Soll ich die danach erstmal ohne fetten wieder einbauen oder doch mir dieses Fett bestellen ?

wenn ja würde ich mir es aber hier z.B hier kaufen

http://www.ebay.de/itm/Cals-Carbont...196?pt=LH_DefaultDomain_0&hash=item5d43a491ac


----------



## fxschmxxstxrp (9. September 2013)

*AW: Multirolle reinigen und fetten*

So,habe die Scheiben entfettet und alles wieder schön zusammengebaut.
Die Bremse funktioniert auch super.
Ich verstehe nicht warum das Cals Greese drauf soll wenn die Bremse funtioniert ,oder wäre das eine reine Vorsichtsmaßnahme ?


----------



## Purist (9. September 2013)

*AW: Multirolle reinigen und fetten*



andreasp schrieb:


> Die Bremse funktioniert auch super.
> Ich verstehe nicht warum das Cals Greese drauf soll wenn die Bremse funtioniert ,oder wäre das eine reine Vorsichtsmaßnahme ?



Das soll den Verschleiß mindern und Salz/Wasser von der Bremsscheibe fern halten, folglich auch länger ruckfreien Lauf garantieren.


----------



## fxschmxxstxrp (10. September 2013)

*AW: Multirolle reinigen und fetten*

So ,habe mir in den Staaten Cals Grease bestellt.
Muss ich halt etwas länger warten aber dafür ist es billiger 
Wenn das Zeug für die Scheiben so gut sein soll dann mache ich es einfach mal drauf


----------



## Wollebre (10. September 2013)

*AW: Multirolle reinigen und fetten*



andreasp schrieb:


> So ,habe mir in den Staaten Cals Grease bestellt.
> Muss ich halt etwas länger warten aber dafür ist es billiger
> *Wenn das Zeug für die Scheiben so gut sein soll dann mache ich es einfach mal drauf*


 
vorher die Bremsscheiben mit Bremsenreiniger, Benzin oder Kaltreiniger gut reinigen und trocknen lassen. (kann man mit einem Fön beschleunigen).
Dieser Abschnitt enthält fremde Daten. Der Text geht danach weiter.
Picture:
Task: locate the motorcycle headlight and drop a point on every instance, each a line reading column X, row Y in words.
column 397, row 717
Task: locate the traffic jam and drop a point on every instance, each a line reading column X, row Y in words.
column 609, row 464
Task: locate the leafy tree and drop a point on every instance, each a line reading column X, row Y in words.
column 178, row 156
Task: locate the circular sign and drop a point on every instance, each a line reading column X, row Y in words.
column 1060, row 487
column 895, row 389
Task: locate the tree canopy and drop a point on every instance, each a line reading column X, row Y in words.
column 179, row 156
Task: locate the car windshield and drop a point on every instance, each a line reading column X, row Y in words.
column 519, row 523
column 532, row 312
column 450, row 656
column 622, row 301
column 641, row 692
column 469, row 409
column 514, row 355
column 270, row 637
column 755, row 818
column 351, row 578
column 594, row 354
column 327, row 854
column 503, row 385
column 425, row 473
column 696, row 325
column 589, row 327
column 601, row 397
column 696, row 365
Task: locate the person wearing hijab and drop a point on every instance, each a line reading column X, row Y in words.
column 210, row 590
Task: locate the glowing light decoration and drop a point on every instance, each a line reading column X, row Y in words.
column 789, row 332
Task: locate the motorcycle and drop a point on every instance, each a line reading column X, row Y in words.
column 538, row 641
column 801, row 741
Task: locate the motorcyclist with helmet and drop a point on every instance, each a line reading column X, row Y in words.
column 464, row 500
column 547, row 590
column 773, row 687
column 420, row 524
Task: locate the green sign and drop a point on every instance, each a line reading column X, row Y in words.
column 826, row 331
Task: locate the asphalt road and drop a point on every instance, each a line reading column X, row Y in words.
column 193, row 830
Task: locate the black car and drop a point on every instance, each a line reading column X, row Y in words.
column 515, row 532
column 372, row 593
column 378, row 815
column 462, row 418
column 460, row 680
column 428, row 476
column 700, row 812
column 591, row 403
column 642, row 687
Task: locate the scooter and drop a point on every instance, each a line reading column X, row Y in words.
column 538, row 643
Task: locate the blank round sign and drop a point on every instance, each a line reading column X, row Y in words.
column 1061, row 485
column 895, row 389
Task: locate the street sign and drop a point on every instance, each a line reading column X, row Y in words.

Dann auftragen und gut in das Carbongewebe einreiben. Dann wieder alles abwischen bis nur noch ein hauchdünner Film zu sehen ist. Die Metallscheiben brauchen nicht damit eingeschmiert werden! Zuviel Fett verringert die Bremsleistung zu stark!
Schmiere einen ordentlichen Klacks auf die obere Metallscheibe, hilft gegen das Eindringen von Wasser. Die Gummidichtung am Bremsknopf auch damit leicht einschmieren. Wenn du die Rolle nach dem Angeln abspülst, die Bremse gut zudrehen damit kein Wasser eindringen kann. Erst wieder lose drehen wenn die Rolle trocken ist. Lagerung der Rolle immer mit loser Bremse!


----------



## Wollebre (11. September 2013)

*AW: Multirolle reinigen und fetten ABU REVO*

Es wurde die Frage gestellt bezgl. schmieren der Bremsscheiben.
Bei der REVO ist das Bremssystem - wie bei alle Rollen mit Sternradbremse - anders ausgelegt wie bei Stationär- oder Rollen mit Schiebebremse.

Bei Sternradbremsen befindet sich eine Anzahl Bremsscheiben im Getriebezahnrad, und eine Scheibe darunter.

Fast alle Hersteller legen unter das Zahnrad eine Scheibe aus Teflon, Silikon aber auch Scheiben die aussehen wie eine Dichtung aus einem Wasserhahn... Materialbedingt ist mit diesen Scheiben keine saubere Bremsleistung zu erzielen, sondern behindern ein sanftes Anlaufen der Bremse und einen ruckelfreien Schnurabzug. Dazu sind diese Scheiben im Verhältnis zur Größe (Auflagefläche) des Zahnrads meist zu klein wodurch es beim Schnurabzug ruckelt.
Auf dem Foto ist zu sehen, das die Plastikscheibe im Durchmesser um 3-4 mm größer sein könnte ohne die Rücklaufsperre am Einrasten zu behindern. Wenn diese Scheibe gegen Carbon gewechselt wird, erhält man eine sauber funktionierende Bremse und die Bremsleistung wird zusätzlich gesteigert.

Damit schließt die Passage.